MicroStrategy has close to $6 billion worth of bitcoin bought for about $4 billion at a price of circa $30,000, some of it purchased through corporate bond debt notes and a collateralized loan.
That includes a $205 million bitcoin collateralized Silvergate Bank loan issued in March, with some incorrectly stating this would be margin called at $24,000 as MicroStrategy’s CFO Phong Le says it would never get into a margin call situation:
“We took out the loan primarily so that we could continue to invest more in Bitcoin and also really to create a market for a Bitcoin-backed term loan. So being the first company to do that in the public markets is consistent with what Michael Saylor said, which is really us being a leader in the Bitcoin space in general.
As far as where Bitcoin needs to fall, we took out the loan at a 25% Loan To Value (LTV), the margin call occurs 50% LTV. So essentially, Bitcoin needs to cut in half or around $21,000 before we’d have a margin call. That said, before it gets to 50%, we could contribute more Bitcoin to the collateral package, so it never gets there, so we don’t ever get into a situation of a margin call.”

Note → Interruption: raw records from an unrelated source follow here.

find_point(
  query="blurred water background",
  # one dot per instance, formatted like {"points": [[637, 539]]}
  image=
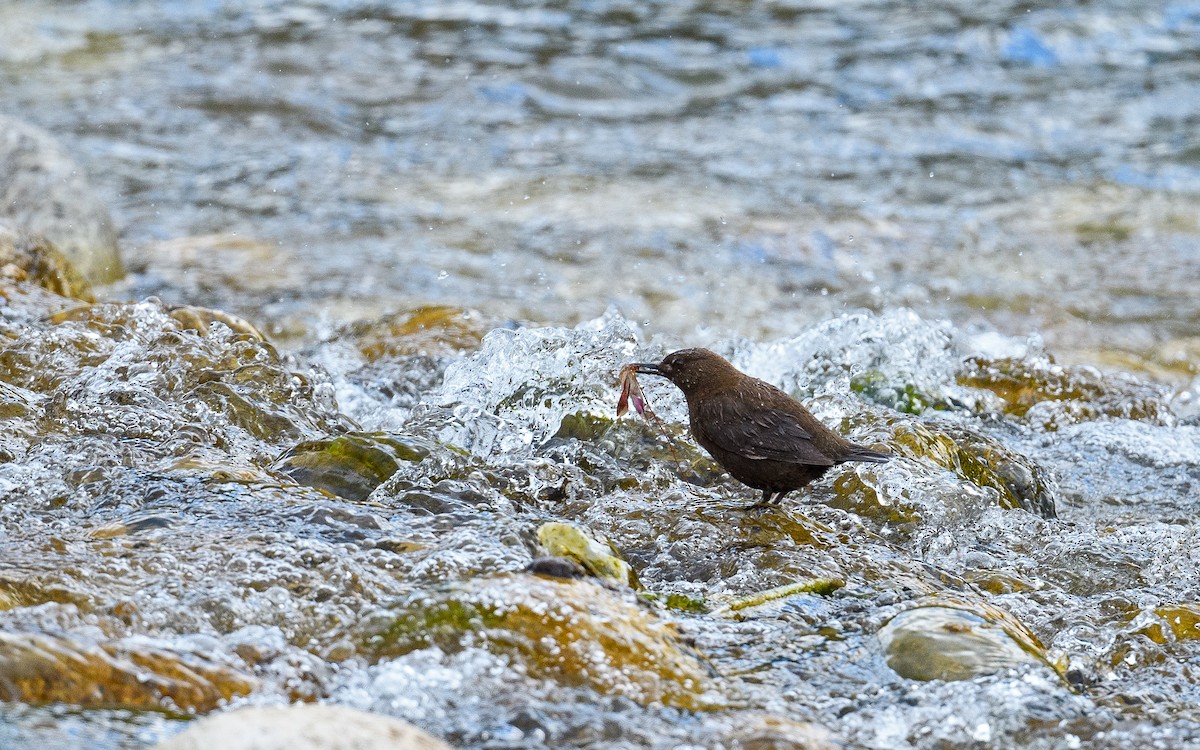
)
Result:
{"points": [[952, 223]]}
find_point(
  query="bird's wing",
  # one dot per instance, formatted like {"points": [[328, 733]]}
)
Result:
{"points": [[756, 431]]}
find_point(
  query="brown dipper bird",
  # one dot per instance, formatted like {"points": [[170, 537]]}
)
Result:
{"points": [[763, 437]]}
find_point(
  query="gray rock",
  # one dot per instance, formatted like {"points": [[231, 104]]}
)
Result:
{"points": [[301, 726], [42, 190]]}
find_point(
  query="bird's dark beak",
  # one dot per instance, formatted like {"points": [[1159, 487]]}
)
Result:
{"points": [[648, 369]]}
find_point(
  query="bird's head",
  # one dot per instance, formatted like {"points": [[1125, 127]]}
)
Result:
{"points": [[694, 370]]}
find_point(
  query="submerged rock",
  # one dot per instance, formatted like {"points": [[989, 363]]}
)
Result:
{"points": [[1050, 396], [349, 466], [599, 559], [45, 669], [189, 316], [136, 371], [573, 631], [429, 331], [301, 727], [43, 190], [35, 259], [951, 643]]}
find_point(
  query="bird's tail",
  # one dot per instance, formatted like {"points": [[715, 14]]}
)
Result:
{"points": [[867, 454]]}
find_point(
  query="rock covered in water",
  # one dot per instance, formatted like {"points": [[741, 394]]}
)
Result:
{"points": [[426, 331], [136, 371], [301, 727], [599, 559], [571, 631], [949, 643], [1050, 396], [43, 190], [47, 669], [349, 466], [35, 259]]}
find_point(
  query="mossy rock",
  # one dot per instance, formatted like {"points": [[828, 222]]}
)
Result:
{"points": [[1050, 396], [595, 557], [571, 631], [430, 331], [353, 465], [982, 461], [1173, 622], [31, 258], [43, 669], [904, 397]]}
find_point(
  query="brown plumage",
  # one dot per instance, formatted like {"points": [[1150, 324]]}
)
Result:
{"points": [[762, 437]]}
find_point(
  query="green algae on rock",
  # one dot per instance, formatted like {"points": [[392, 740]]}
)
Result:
{"points": [[430, 331], [598, 558], [571, 631]]}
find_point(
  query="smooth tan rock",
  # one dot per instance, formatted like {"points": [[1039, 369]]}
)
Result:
{"points": [[33, 258], [301, 727], [42, 190]]}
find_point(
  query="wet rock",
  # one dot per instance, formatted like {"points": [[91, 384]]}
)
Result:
{"points": [[598, 558], [45, 669], [191, 317], [823, 587], [985, 462], [1174, 622], [136, 371], [757, 731], [555, 568], [1050, 396], [33, 258], [573, 631], [349, 466], [301, 727], [951, 643], [43, 190], [427, 331]]}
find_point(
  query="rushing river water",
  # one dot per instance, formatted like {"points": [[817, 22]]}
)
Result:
{"points": [[965, 233]]}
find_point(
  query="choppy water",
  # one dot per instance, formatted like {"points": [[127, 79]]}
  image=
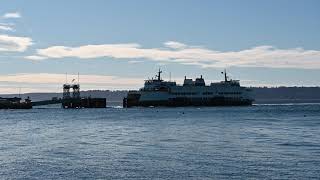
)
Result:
{"points": [[259, 142]]}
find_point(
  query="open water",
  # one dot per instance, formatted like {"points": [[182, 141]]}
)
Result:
{"points": [[258, 142]]}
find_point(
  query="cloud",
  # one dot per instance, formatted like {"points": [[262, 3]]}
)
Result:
{"points": [[175, 52], [175, 45], [11, 15], [46, 82], [5, 28], [14, 43], [35, 58]]}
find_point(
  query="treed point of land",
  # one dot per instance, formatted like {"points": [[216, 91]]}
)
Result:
{"points": [[263, 95]]}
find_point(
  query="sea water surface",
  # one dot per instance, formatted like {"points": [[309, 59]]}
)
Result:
{"points": [[258, 142]]}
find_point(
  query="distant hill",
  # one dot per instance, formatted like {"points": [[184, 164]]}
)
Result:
{"points": [[262, 95]]}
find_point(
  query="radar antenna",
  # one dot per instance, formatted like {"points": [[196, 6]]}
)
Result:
{"points": [[159, 75]]}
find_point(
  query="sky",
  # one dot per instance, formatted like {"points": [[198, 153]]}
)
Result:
{"points": [[117, 44]]}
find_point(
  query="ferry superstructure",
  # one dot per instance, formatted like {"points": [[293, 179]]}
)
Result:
{"points": [[157, 92]]}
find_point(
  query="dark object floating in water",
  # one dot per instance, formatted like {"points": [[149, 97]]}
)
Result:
{"points": [[15, 103]]}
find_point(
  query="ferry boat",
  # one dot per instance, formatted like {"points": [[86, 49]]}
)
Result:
{"points": [[157, 92]]}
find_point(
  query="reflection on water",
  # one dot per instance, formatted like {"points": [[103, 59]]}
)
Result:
{"points": [[258, 142]]}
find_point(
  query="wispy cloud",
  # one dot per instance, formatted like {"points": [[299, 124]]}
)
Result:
{"points": [[46, 82], [6, 27], [11, 15], [260, 56], [14, 43]]}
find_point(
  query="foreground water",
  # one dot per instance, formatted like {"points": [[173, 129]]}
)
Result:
{"points": [[258, 142]]}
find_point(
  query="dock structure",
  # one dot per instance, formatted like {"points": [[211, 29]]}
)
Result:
{"points": [[76, 101]]}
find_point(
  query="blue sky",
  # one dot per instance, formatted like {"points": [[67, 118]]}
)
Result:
{"points": [[117, 44]]}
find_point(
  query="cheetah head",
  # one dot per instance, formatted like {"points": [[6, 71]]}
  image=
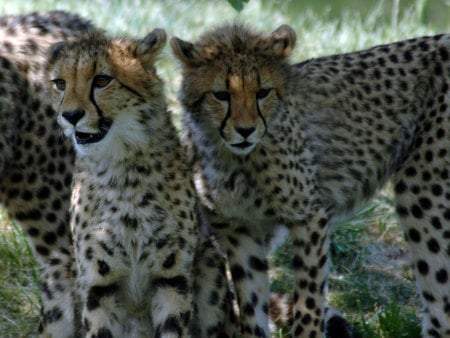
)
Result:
{"points": [[233, 81], [101, 88]]}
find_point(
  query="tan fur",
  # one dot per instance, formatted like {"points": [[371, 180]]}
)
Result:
{"points": [[301, 145]]}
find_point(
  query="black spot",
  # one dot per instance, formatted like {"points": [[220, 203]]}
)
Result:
{"points": [[297, 262], [103, 267], [433, 245], [171, 325], [425, 203], [436, 222], [237, 272], [306, 319], [213, 298], [96, 293], [129, 221], [428, 296], [104, 333], [179, 283], [249, 310], [414, 235], [436, 190], [400, 187], [258, 264], [52, 315], [416, 211], [310, 303], [170, 261], [50, 238], [423, 268], [442, 276]]}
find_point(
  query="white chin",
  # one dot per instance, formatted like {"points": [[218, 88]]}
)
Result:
{"points": [[241, 150]]}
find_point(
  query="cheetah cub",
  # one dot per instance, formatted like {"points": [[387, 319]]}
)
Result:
{"points": [[303, 144], [133, 204]]}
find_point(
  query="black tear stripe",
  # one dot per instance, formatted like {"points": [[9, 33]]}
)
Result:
{"points": [[228, 114], [258, 80], [91, 96]]}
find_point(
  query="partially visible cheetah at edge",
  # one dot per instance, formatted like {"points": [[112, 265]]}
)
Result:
{"points": [[35, 162], [36, 165], [302, 145]]}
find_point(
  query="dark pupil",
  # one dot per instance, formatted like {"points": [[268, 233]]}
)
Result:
{"points": [[262, 93]]}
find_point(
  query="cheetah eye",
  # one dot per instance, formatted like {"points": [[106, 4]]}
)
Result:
{"points": [[262, 93], [60, 84], [101, 81], [222, 95]]}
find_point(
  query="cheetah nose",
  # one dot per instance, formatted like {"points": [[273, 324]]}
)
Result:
{"points": [[73, 116], [245, 132]]}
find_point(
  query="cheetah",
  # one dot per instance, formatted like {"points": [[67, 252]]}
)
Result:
{"points": [[36, 169], [134, 218], [35, 162], [301, 145]]}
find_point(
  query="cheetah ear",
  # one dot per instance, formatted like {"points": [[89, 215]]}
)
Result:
{"points": [[150, 46], [283, 40], [54, 51], [185, 51]]}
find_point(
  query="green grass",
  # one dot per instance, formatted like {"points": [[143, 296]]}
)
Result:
{"points": [[367, 249]]}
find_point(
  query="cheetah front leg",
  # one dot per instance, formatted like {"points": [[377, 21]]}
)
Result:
{"points": [[171, 306], [310, 268], [213, 298], [102, 313], [57, 285], [247, 257]]}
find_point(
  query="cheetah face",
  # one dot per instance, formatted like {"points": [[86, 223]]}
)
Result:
{"points": [[105, 89], [234, 82]]}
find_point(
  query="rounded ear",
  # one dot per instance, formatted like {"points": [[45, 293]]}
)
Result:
{"points": [[184, 51], [150, 46], [283, 39]]}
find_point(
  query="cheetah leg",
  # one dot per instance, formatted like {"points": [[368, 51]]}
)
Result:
{"points": [[102, 315], [310, 269], [57, 311], [213, 298], [425, 218], [171, 306], [248, 265]]}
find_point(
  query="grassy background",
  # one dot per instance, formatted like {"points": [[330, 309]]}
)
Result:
{"points": [[371, 279]]}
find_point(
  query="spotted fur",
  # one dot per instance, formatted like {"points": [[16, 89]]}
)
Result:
{"points": [[36, 166], [133, 210], [35, 163], [302, 145]]}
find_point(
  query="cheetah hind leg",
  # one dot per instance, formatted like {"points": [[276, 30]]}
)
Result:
{"points": [[281, 317]]}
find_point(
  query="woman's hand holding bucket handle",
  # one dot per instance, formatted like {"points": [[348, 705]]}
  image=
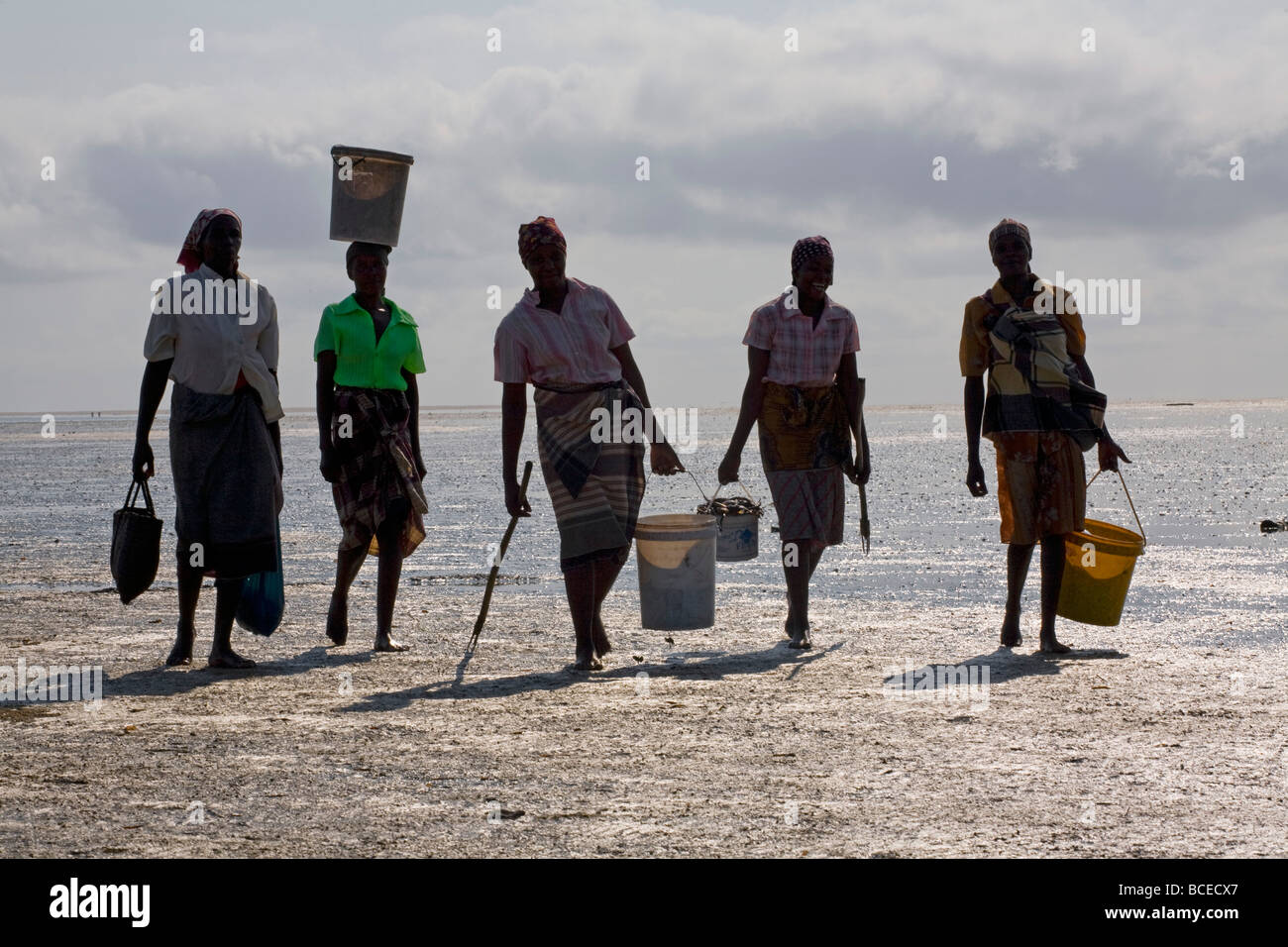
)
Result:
{"points": [[1111, 454], [728, 471], [664, 460]]}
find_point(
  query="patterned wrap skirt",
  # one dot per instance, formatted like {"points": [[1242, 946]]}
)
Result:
{"points": [[1041, 486], [373, 440], [227, 487], [804, 441], [595, 483]]}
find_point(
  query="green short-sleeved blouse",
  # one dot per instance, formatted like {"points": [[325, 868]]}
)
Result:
{"points": [[360, 360]]}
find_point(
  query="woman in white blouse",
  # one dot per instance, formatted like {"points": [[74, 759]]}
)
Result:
{"points": [[214, 333]]}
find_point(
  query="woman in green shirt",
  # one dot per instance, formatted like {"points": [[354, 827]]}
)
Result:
{"points": [[369, 355]]}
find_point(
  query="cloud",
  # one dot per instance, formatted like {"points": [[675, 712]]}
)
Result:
{"points": [[1117, 158]]}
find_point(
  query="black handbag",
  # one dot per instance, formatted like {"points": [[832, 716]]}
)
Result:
{"points": [[136, 544]]}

They have many other traditional loans after raising debt through the stock market in the form of notes, totaling about $2.4 billion, to buy bitcoin.
They have to be paid back and with interest, but according to Le this is very manageable as general business revenue is sufficient to cover it.
“The total annualized interest expense today is approximately $44 million, which equates to a blended interest rate of approximately 1.82% on our entire debt obligations of $2.4 billion,” he said before adding:
“We expect cash flows generated from our software business to be sufficient to cover interest obligations, as they become payable. Additionally, we maintain a certain minimum amount of cash balance to fund our regular working capital needs. As of the first quarter, we had $95 million in cash on our balance sheet. Going forward, we’ll continue to evaluate debt or equity capital raising and other financing opportunities that we believe will be accretive to shareholders, subject to market conditions, and that further our Bitcoin acquisition strategy or optimize our capital structure is needed.”
So the company hasn’t sold any bitcoin and doesn’t plan to sell any with their strategy being to hold them long term.
Because their revenue, $119 million for the first quarter, is apparently sufficient to make them insensitive to bitcoin’s price movements, making the company more likely to add on to their holdings, rather than sell, as part of their profits are sent to bitcoin.